We’re fortunate that we have UMass; there are a lot of projects up there,” Reidy said.
“We also do a lot of work at Yale, which has a big endowment and is always doing projects. They’re a good customer, and we like dealing with them.”
These days, in the wake of the recession, “we find that municipalities are strapped; budgets are cut because tax revenue is down, and towns don’t have the money to spend on infrastructure.” But having a wide range of services and a broad client base helps shelter the company somewhat.
“We’re fortunate that, even with the downturn in the economy, we’re diversified enough to survive,” he said. “If people don’t want to replace a system, they’ll service parts of it. So it’s one end of what we do, or another. It’s busy.”

Lean and Green
He’s especially excited about the company’s forays into alternative-energy projects, such as the recent installation of new boilers and and other equipment for Springfield’s municipal buildings after the city undertook what is known as an ‘energy makeover.’

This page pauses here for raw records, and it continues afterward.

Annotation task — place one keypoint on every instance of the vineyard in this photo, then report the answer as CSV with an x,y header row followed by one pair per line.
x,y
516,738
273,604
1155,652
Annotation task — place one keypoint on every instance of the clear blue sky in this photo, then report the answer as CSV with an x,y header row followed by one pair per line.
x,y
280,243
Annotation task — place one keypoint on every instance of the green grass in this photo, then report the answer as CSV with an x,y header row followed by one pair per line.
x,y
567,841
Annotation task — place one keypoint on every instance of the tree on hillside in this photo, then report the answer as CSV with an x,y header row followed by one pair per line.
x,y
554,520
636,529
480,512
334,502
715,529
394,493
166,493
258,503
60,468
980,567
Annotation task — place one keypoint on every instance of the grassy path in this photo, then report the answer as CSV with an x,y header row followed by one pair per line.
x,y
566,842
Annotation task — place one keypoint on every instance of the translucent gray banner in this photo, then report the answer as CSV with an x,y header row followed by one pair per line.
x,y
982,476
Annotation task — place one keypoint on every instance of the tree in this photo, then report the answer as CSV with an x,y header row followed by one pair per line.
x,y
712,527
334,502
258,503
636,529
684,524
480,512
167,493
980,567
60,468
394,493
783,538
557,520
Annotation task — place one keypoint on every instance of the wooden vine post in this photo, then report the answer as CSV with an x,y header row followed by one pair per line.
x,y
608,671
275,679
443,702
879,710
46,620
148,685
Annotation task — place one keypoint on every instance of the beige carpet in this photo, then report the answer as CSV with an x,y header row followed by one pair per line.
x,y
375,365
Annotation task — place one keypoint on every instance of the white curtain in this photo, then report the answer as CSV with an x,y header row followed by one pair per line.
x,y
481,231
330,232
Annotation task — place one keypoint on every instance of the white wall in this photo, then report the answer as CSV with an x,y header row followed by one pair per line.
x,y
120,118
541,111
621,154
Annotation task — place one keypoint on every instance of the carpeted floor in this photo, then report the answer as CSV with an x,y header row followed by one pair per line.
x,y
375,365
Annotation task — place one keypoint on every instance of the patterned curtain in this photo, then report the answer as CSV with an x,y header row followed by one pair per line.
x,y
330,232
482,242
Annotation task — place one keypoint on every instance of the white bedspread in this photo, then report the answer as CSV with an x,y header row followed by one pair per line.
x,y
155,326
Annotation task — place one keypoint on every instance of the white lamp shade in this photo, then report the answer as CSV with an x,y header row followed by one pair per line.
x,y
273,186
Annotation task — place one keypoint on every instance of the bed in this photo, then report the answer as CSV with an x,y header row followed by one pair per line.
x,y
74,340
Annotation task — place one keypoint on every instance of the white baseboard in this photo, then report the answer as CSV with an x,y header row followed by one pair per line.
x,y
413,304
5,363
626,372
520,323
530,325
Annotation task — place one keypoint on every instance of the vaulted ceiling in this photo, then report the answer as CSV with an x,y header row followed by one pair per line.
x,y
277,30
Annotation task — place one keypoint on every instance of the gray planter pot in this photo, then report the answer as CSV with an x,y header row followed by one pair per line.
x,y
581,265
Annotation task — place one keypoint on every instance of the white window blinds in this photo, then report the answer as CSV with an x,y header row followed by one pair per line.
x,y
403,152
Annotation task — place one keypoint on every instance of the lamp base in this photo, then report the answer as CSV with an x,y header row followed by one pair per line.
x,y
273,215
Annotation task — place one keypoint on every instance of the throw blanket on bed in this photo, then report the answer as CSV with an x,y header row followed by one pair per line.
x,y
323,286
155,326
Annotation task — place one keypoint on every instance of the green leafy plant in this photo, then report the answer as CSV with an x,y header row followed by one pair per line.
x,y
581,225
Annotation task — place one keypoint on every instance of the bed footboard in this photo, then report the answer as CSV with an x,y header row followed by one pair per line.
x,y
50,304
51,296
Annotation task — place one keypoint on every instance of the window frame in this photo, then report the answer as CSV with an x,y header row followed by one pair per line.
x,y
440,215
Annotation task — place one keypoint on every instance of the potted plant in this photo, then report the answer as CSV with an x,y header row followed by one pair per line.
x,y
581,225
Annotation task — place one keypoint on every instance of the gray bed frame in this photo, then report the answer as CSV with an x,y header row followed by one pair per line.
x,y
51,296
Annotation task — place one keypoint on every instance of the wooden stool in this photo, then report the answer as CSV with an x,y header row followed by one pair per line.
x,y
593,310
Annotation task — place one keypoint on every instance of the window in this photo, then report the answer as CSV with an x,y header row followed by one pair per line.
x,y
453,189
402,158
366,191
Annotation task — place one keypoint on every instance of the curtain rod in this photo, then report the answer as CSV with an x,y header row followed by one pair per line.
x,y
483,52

“There are companies that will come into a facility, or a city like Springfield, and do an energy audit on all the buildings, and come up with recommendations on how to save a certain amount of money,” Reidy said. “Then they’ll turn around and give you guarantees on that. Then a contractor — in this case, B-G — will come in and install these energy improvements.” The company has also completed similar work for the Worcester Housing Authority.
In addition, “we recently completed a geothermal project right here in Springfield, for the Local 7 electrical union,” Reidy said. “We installed a geothermal refrigeration system that heats and cools their building, and they’re receiving good savings from that installation.”
B-G has also begun taking on more photovoltaic work, such as the installation of 100 rooftop solar panels at the Hampshire County Jail.
“That’s a fast-growing industry,” Reidy said. “I think people are starting to pay attention to efficiency all the way down the line, from large projects to small pieces of equipment for homes.
“We’ve done quite a few green-building projects,” he continued. “Its time has come, as people keep looking for ways to save money. It’s a perfect storm, if you think about it: fuel costs are up, people are more aware of the environment now, and conservation is kicking in.”
That economic consideration is key, though, to getting many people to move toward energy-efficient solutions. “In my own experience, I converted from oil to gas in my home this year and saved 50% on the fuel bill,” Reidy said. “That’s a quick payback, and that’s what people want, a quick payback. They want to know, ‘how many years will it take for this investment to pay me back?’ Energy efficiency today is huge.”

Up to Speed
Even as B-G embraces these trends, it has seen the HVAC field in general become more challenging on many levels, but more exciting as well.
“The speed at which jobs get done has increased dramatically; everything is faster, faster, faster,” Reidy said. “And the computer has changed the building automation controls amazingly. Every piece of equipment today has some kind of plug-in computer board. It makes troubleshooting the equipment so much easier. It reminds you of when service is due, reminds you of filter changes … all that is done through the computer today; it’s all automated. That’s probably the biggest change in the industry.”
In addition, he said, “there have been a lot of changes in the way pipes are put together — quicker, faster, better — that saves labor in projects.”
Being faster also means staying nimble against what has become stiffer competition in recent years, he told BusinessWest.
“We’re finding that competition keeps you moving faster because, if you’re not out knocking on doors, someone’s going to be out there in front of you,” he said. “We’re finding, when we bid on projects here in Springfield, guys from Rhode Island, Boston, and New York are here to bid on the work, because they know the work is here.”
In other words, even a struggling economy hasn’t cooled off business too much for this ‘little plumbing shop’ that has become much more.